EU leaders have failed to reach a consensus on the automatic extension of Russian sanctions which are due to expire in July.
European Council President Donald Tusk announced that the decision will be linked to the full implementation of Minsk agreement.
“The duration of economic sanctions will be clearly linked to the full implementation of the Minsk agreement,” Tusk told a news conference following the first working session of the summit in Brussels.
“We have to maintain our sanctions until the Minsk agreement is fully implemented,” he reiterated, hinting that sanctions might be extended until the end of 2015 – a deadline for some of the Ukraine ceasefire agreement provisions.
Luxembourg's Prime Minister Xavier Bettel confirmed that any decision on further anti-Russia sanctions depends on the situation in Ukraine, and whether it develops positively or negatively.
The Minsk agreement envisaged (among more urgent points on the de-escalation of violence) political reform in Ukraine to ensure decentralization and a special status for its rebel provinces.
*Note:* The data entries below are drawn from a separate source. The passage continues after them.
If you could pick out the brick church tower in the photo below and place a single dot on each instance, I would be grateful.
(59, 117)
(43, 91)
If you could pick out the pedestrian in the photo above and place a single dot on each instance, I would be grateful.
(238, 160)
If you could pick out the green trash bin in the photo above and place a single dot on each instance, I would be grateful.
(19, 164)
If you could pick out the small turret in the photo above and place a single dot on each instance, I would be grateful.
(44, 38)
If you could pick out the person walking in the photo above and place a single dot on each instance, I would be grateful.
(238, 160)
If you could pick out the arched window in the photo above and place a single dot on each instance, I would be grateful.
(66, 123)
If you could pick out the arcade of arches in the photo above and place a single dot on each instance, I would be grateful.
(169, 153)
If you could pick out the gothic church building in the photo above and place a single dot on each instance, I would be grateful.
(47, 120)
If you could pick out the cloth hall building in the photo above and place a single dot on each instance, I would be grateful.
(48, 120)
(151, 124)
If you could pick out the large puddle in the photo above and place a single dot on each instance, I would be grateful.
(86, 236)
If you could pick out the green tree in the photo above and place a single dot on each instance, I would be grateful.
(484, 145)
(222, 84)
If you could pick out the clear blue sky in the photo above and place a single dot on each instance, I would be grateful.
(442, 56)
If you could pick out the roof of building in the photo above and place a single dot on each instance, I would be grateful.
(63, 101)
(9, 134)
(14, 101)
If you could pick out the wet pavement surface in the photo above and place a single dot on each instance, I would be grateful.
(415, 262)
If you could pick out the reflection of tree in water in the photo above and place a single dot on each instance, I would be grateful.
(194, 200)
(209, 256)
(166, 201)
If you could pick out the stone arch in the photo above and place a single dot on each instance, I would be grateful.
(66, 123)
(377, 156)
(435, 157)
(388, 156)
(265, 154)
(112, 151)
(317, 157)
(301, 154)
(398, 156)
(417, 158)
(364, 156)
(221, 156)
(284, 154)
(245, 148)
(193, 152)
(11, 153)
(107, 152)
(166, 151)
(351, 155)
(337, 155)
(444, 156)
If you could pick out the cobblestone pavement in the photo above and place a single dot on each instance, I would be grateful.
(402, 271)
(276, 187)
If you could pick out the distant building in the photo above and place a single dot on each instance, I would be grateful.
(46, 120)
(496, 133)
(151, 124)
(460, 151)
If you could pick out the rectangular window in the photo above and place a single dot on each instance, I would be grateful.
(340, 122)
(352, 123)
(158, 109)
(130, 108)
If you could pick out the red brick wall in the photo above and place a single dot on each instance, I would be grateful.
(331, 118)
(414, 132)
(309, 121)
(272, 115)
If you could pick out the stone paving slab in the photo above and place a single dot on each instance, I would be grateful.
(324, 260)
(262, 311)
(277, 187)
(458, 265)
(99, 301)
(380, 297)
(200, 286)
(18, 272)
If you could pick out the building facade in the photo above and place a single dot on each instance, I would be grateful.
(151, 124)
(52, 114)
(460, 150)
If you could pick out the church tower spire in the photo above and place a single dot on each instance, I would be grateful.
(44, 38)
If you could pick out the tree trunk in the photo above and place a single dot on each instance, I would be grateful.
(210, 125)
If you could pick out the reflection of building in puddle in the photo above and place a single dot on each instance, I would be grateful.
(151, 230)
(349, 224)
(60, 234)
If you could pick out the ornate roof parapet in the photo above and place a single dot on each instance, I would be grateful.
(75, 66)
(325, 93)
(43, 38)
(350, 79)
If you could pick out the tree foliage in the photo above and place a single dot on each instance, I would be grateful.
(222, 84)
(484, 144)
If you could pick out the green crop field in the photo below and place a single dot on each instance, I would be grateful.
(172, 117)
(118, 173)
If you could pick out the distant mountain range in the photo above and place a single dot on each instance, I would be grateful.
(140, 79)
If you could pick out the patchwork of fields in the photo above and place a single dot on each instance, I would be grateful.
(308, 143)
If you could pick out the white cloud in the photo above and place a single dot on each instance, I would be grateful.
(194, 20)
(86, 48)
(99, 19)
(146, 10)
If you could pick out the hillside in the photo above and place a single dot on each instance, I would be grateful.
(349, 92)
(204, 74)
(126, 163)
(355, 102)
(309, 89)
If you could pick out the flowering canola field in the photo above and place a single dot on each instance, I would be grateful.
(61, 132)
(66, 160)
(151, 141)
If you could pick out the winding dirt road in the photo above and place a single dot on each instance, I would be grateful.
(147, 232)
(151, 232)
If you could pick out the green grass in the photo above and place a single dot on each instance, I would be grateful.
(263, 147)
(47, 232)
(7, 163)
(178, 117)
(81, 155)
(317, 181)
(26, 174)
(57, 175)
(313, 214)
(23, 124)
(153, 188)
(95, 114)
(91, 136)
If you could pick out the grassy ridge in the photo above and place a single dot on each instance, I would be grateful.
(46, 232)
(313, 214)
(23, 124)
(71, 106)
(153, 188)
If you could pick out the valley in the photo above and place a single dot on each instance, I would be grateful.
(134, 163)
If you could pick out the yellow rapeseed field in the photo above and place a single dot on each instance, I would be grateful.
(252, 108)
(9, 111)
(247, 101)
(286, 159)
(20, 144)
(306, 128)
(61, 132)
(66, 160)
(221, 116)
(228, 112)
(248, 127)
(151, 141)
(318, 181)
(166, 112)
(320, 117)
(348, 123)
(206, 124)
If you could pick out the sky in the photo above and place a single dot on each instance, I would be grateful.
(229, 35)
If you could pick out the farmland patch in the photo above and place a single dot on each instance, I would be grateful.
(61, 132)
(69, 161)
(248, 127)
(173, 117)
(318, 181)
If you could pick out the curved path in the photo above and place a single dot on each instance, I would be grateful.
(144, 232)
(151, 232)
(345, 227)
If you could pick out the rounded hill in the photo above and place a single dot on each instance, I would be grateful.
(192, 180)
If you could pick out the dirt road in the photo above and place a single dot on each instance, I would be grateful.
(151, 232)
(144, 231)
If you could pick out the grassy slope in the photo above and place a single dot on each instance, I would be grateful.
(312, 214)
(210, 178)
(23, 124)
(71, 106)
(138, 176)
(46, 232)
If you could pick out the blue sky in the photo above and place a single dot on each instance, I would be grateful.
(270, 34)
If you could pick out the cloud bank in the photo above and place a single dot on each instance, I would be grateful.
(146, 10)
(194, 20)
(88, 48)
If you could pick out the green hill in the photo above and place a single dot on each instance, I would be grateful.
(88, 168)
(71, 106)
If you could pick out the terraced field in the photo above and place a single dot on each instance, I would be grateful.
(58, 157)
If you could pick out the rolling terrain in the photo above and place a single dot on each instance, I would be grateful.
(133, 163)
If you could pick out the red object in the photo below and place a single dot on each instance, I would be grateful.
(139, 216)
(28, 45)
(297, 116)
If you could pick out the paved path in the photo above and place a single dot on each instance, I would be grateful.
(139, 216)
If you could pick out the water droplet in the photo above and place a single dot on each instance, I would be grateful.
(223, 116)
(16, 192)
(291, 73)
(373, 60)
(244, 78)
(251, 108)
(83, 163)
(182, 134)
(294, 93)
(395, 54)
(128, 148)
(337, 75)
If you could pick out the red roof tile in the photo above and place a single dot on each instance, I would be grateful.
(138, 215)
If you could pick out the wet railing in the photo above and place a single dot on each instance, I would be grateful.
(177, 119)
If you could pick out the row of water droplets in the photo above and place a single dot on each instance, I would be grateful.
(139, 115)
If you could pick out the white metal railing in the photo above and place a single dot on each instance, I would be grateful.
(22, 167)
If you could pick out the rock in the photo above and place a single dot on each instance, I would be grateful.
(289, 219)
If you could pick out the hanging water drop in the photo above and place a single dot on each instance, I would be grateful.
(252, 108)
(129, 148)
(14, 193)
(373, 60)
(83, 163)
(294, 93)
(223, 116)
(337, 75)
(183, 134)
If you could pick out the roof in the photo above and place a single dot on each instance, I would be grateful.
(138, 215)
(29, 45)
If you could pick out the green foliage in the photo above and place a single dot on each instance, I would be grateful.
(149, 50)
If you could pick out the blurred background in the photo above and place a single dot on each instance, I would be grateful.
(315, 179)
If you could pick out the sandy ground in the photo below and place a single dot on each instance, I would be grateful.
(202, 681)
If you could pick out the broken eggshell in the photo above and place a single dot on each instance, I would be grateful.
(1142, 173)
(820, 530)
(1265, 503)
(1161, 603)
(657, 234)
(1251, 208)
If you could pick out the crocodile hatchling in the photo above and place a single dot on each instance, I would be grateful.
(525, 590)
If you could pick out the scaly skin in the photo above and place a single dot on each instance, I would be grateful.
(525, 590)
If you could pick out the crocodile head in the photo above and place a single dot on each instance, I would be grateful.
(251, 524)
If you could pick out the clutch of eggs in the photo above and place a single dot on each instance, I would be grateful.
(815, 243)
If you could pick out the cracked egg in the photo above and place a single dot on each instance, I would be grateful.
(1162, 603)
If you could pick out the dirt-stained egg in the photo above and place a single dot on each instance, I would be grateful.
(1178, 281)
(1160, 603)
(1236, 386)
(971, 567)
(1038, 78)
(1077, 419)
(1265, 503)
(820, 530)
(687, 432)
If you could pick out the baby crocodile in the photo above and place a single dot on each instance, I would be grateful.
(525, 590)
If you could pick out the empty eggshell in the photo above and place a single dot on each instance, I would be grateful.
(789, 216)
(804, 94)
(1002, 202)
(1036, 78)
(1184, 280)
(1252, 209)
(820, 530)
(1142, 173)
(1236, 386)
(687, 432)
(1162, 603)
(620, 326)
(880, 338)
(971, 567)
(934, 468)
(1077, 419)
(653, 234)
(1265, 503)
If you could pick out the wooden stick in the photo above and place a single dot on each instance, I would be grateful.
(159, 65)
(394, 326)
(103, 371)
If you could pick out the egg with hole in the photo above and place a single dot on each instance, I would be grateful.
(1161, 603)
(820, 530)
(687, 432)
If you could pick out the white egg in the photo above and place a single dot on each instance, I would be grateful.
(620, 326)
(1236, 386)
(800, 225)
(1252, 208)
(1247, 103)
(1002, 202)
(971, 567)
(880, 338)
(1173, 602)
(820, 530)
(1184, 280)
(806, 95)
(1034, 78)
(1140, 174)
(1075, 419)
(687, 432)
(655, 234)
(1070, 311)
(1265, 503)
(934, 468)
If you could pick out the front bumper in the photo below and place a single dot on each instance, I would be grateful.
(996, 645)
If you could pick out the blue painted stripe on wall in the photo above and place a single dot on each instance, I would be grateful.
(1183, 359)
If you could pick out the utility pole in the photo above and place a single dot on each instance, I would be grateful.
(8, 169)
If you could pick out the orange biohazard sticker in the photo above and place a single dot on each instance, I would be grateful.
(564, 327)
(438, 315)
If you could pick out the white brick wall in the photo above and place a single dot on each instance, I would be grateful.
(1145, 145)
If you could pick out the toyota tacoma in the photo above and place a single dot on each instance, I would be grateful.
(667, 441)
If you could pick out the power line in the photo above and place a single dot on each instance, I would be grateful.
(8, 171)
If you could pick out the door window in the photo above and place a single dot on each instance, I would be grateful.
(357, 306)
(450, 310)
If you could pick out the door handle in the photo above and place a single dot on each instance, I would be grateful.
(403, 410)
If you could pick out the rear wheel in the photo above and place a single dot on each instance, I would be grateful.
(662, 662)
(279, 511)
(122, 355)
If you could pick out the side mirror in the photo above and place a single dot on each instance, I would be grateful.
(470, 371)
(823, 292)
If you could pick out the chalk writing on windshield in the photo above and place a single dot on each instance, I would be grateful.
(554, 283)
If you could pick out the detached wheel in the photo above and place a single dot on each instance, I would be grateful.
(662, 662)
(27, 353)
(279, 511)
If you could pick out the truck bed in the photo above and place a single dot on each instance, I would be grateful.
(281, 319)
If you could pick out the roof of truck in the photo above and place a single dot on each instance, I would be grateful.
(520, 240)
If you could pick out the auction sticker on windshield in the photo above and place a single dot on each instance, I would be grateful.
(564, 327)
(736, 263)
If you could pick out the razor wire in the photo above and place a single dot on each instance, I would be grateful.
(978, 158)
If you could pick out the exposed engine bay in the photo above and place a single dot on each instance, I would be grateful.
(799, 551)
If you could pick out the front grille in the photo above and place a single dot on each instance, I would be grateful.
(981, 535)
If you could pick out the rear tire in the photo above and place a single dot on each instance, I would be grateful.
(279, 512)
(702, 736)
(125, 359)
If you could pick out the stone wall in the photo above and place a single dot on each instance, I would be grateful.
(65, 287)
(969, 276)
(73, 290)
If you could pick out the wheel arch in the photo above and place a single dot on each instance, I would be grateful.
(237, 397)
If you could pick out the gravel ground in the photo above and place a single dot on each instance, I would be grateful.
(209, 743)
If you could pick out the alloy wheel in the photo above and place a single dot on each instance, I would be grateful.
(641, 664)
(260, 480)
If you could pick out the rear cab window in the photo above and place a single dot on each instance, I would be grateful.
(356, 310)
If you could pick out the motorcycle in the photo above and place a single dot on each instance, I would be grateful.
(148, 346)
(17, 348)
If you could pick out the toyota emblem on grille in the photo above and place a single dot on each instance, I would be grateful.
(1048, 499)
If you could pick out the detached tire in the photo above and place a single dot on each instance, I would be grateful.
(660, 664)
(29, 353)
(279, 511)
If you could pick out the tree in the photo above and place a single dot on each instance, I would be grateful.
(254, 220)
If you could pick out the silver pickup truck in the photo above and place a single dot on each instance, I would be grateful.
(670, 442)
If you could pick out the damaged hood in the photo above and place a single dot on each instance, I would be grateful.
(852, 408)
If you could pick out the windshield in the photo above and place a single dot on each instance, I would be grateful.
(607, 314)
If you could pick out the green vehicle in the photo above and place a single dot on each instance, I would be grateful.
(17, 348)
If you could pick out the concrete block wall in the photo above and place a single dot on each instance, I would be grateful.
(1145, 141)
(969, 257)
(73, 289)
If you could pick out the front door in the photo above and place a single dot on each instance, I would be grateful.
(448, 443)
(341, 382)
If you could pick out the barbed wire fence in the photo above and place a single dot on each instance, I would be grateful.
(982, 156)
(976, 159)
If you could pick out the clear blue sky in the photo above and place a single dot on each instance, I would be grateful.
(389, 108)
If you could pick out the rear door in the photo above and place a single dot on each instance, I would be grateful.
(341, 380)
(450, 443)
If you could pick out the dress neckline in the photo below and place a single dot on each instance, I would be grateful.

It requires Ukraine to adopt legislation which would provide permanent privileges to the Lugansk and Donetsk Regions, currently self-declared republics, by the end of 2015.
Last year, the European Union followed the line of the United States, imposing sanctions on Russia in several separate rounds, but it later found them to be causing increasing difficulties for its own constituent economies, which rely heavily on Russian energy supplies.